This issue came out over a year after the previous one, and creator Beto Hernandez does some deck cleaning, mostly for Luba and Khamo’s so-far series-long arc about him being in trouble with the police.
But first, there’s a Steve Stransky story; Steve’s been in Luba before (and maybe New Love) as Guadalupe’s friend, but he’d been in Love and Rockets too. Only I kind of forgot. Or I had the thought he was a returning character but didn’t think it was relevant enough to look up. So this story has a bunch of Steve Stransky antics and some other returning characters from Rockets.
It also reveals Fritz was married (and divorced) at least twice, the first time to a gangster of some kind, the second time to a deadbeat musician who Steve knows. Beto’s characterization of Fritz is very different this issue than usual. It’s a little strange how Beto’s brother Jaime did a secret husband reveal in his Rockets spin-off, and now Beto’s doing it here. Or is he? If I forgot Steve Stransky, did I forget Fritz’s husband? Beto doesn’t cover character histories in the roll call.
So a meteor is going to hit the planet and presumably wipe out human life. Everyone’s acting a little weird and calling in old debts; for Steve Stransky, it means getting Fritz to meet up with her ex, who wants some money from her. The ex also knows Igor, and Igor suddenly knows Fritz, and I really don’t remember these storylines intersecting before. It’s okay, though, even if Fritz’s character’s different (there’s some continuity, however, with her model boyfriend, Enrique, showing up in a wordless part).
Even if Fritz is sympathetic to her ex, her sister Petra is very much not. Steve has a crush on both Fritz and Petra. And also Guadalupe, who’s around but without any story for herself. Because it’s a Steve story. The meteor crisis kind of lets Beto do whatever he wants.
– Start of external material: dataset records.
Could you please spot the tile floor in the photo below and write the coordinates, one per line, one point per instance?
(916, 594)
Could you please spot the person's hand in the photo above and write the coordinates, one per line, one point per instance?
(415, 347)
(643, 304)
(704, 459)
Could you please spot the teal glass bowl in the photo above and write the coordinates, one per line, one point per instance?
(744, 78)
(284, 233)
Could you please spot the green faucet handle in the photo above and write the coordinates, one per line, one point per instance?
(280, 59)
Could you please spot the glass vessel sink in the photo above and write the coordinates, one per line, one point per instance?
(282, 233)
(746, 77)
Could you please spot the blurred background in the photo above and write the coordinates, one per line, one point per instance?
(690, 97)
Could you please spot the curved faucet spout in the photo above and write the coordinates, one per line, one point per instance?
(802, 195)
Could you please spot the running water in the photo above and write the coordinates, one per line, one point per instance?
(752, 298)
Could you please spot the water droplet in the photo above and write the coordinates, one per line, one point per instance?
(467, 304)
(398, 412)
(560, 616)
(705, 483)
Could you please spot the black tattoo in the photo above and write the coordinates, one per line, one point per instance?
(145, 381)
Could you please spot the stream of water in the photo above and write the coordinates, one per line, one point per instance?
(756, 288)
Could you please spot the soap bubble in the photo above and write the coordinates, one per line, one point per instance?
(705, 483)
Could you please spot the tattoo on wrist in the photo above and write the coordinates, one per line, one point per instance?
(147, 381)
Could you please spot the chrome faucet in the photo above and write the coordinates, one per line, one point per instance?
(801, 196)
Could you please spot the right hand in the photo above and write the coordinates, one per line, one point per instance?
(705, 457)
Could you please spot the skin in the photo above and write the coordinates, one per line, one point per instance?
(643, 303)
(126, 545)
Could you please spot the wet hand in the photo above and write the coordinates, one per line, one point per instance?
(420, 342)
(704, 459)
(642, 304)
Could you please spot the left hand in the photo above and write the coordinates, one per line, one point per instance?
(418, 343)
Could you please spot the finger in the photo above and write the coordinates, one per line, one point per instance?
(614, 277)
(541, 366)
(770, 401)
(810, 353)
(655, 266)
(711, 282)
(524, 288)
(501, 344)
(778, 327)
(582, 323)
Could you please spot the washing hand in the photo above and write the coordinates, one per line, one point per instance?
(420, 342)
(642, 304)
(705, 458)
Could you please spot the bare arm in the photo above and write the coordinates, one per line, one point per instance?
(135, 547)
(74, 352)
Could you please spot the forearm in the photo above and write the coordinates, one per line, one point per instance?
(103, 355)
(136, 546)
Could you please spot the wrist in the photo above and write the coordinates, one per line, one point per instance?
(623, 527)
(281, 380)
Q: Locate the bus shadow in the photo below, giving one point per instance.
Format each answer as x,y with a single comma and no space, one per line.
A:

With this first story, anyway. The second is a different beast.
The second story is about Luba and Khamo’s bewildering experience regarding his criminal connections. In the last issue, Beto did a big twist: Khamo’s helping one gang against another, not the cops, and his handlers have plans for Luba. It raised many questions and made Khamo seem suspicious in ways dangerous to Luba.
If this story’s resolution holds, Beto’s not going to be doing anything with those threads. The story’s strange and discomforting, but it’s effectively done. Beto introduces one weird thing after another before wrapping up; it feels like a defeat, but the arc seemed written into a corner anyway.
The last story is about Hector. His ex-girlfriend, looking different than his first appearance where he hallucinated her, is getting a restraining order against him. Petra doesn’t like him being forgiving, while Fritz is all of a sudden upset Hector isn’t still into her, even though she gave him to Petra.
There’s a brief Venus appearance and gag at the start of the story, but it’s all Hector, including a courtroom scene where he thought balloons his way through the proceedings. The art and narrative are so disconnected it feels like Beto was doing an experiment with the Marvel Method, drawing from a plot, then adding the dialogue to the finished art. It’s also got the meteor’s impending arrival in the background.
The issue ends up being strongest for Petra, who gets a surprisingly (but maybe not unexpected) arc.
Also making the issue seem weird is the lack of Pipo, who appears but doesn’t have any lines because she doesn’t speak English and—besides Luba—no one speaks Spanish in the issue. I guess it feels more Love and Rockets than Luba.
It’s good, of course. But it’s not as good as the rest of the series has been.